Le seul couac est que les gouvernants peinent à rétablir l’autorité de l’Etat sur toute l’étendue du territoire national ; les écoles et hôpitaux en province manquent cruellement de personnels qualifiés. Ce qui compromet dangereusement l’avenir du pays. Les enfants risquent de perdre leur année scolaire et par manque de soins adéquats, le taux de décès est élevé à ce jour. En outre, il existe dans certaines zones, il y a encore des poches de résistance des rebelles incrédules à l’accord scellé. Ils brillent par des attaques sporadiques meurtrières contre les civils. Pis encore, les éleveurs et agriculteurs ne peuvent vaquer librement à leurs occupations quotidiennes à tel point que la production est en baisse constante. Et le pays est menacé par une éventuelle crise alimentaire.

Les Centrafricains se sont résolus à ne consommer les produits congelés importés de qualité douteuse. Car, nous ne connaissons pas la provenance de ces volailles, poisson, viandes, légumes au prix largement abordable etc.  Bref ! Il faut revenir absolument à une vie normale après la tempête.

L’embargo et les FACA

En 2013, au plus fort de la rébellion, le conseil de sécurité des Nations-Unies s’est réuni et a infligé à la République Centrafricaine un embargo sur la vente d’armes comme il est de coutume en de pareilles occasions. Du coup, l’armée nationale est sur le carreau laissant le champ libre aux groupes armés de sévir en toute impunité. Les conséquences immédiates sont les pertes en vies humaines, le calvaire des réfugiés et des déplacés internes qui vivent dans des conditions déplorables manquant d’un minimum vital.

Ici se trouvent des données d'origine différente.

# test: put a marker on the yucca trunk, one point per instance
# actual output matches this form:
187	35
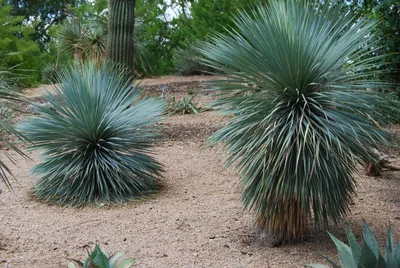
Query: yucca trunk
290	226
121	32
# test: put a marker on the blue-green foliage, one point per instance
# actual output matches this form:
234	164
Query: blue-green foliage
368	255
300	114
95	136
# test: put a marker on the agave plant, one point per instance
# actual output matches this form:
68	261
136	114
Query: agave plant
300	117
366	256
101	259
95	136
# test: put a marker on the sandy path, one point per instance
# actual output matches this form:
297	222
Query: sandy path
197	220
156	81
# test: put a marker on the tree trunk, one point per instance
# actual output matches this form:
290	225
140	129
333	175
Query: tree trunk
120	47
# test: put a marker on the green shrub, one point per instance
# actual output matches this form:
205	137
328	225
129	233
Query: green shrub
50	72
366	256
100	259
299	112
188	61
95	137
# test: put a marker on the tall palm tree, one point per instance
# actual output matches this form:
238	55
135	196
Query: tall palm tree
300	117
121	35
88	41
7	131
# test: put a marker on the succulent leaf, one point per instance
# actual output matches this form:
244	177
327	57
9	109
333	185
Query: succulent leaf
345	253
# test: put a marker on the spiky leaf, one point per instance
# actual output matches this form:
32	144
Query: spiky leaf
96	138
345	254
300	117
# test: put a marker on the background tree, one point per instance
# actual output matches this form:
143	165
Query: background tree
300	115
17	49
120	48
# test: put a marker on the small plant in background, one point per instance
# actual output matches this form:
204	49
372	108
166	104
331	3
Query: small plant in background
95	135
50	72
101	259
366	256
188	61
183	106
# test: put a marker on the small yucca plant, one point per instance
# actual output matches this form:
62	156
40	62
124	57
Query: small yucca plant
301	118
95	137
101	259
367	255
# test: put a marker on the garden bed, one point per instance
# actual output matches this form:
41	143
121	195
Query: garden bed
196	220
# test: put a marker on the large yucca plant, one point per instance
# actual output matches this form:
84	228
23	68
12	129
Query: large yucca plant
95	137
301	118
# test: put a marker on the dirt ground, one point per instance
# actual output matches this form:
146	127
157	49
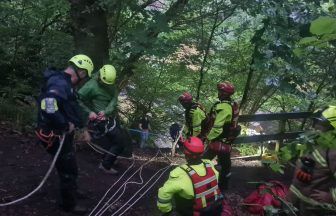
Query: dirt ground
23	164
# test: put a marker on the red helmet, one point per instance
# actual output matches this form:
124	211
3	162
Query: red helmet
193	147
186	97
226	87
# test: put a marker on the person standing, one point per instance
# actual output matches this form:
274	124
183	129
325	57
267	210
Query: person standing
58	113
99	99
193	186
223	128
194	114
144	126
313	189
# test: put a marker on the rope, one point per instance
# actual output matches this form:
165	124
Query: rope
164	170
112	187
101	150
120	186
175	143
44	178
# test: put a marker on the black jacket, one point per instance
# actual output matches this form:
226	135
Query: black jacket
57	102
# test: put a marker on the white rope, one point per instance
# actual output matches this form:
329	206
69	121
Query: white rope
150	186
44	178
124	189
112	187
175	143
105	206
106	203
100	150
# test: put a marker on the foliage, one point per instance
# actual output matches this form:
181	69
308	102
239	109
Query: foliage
268	49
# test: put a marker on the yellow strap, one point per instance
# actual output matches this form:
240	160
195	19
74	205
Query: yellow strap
319	158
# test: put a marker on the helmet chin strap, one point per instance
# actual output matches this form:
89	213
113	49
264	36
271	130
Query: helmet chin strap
77	74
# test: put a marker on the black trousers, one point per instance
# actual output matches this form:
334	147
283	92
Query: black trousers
67	170
115	141
224	162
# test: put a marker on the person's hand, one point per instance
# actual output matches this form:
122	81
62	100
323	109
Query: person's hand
322	196
101	116
92	116
71	127
86	136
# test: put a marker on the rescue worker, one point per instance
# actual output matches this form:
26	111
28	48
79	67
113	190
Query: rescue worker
144	126
58	113
313	189
193	186
220	130
98	99
194	114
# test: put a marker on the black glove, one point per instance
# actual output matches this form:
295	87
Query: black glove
166	214
305	173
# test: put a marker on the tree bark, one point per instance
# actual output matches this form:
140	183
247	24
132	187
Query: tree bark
256	40
90	31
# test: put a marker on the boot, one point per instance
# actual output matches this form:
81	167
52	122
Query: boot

Aujourd’hui, les compatriotes espèrent vivre une nouvelle ère mais qui, malheureusement, est moins rassurante. ils espèrent bien entendu avec Khartoum retrouve la quiétude d’antan se basant sur la levée totale de l’embargo afin de donner les coudées franches aux FACA d’être opérationnelles pour assurer leur sécurité aux côtés des troupes Onusiennes de la MINUSCA. Les compatriotes estiment que les FACA peuvent ramener la confiance et la paix parce qu’ils maîtrisent les recoins du pays et peuvent débusquer facilement l’ennemi dans sa planque.

Ceci étant dit, le président de la République, Faustin Archange Touadéra a mené une offensive diplomatique pour obtenir la levée totale de cette sanction Onusienne. Il s’est rendu récemment à New York et à Washington pour plaider le dossier. Ses partenaires sont sensibles à sa demande et lui promettent une réponse au mois de juillet prochain. En RDC et en Côte d’Ivoire, ces deux pays africains ont connu la guerre mais jamais leur armée n’est mise à l’écart. Alors, pourquoi seulement la Centrafrique ? S’opposer à la levée de l’embargo équivaut à une volonté manifeste de perdurer la crise dans ce pays. Rien d’autre.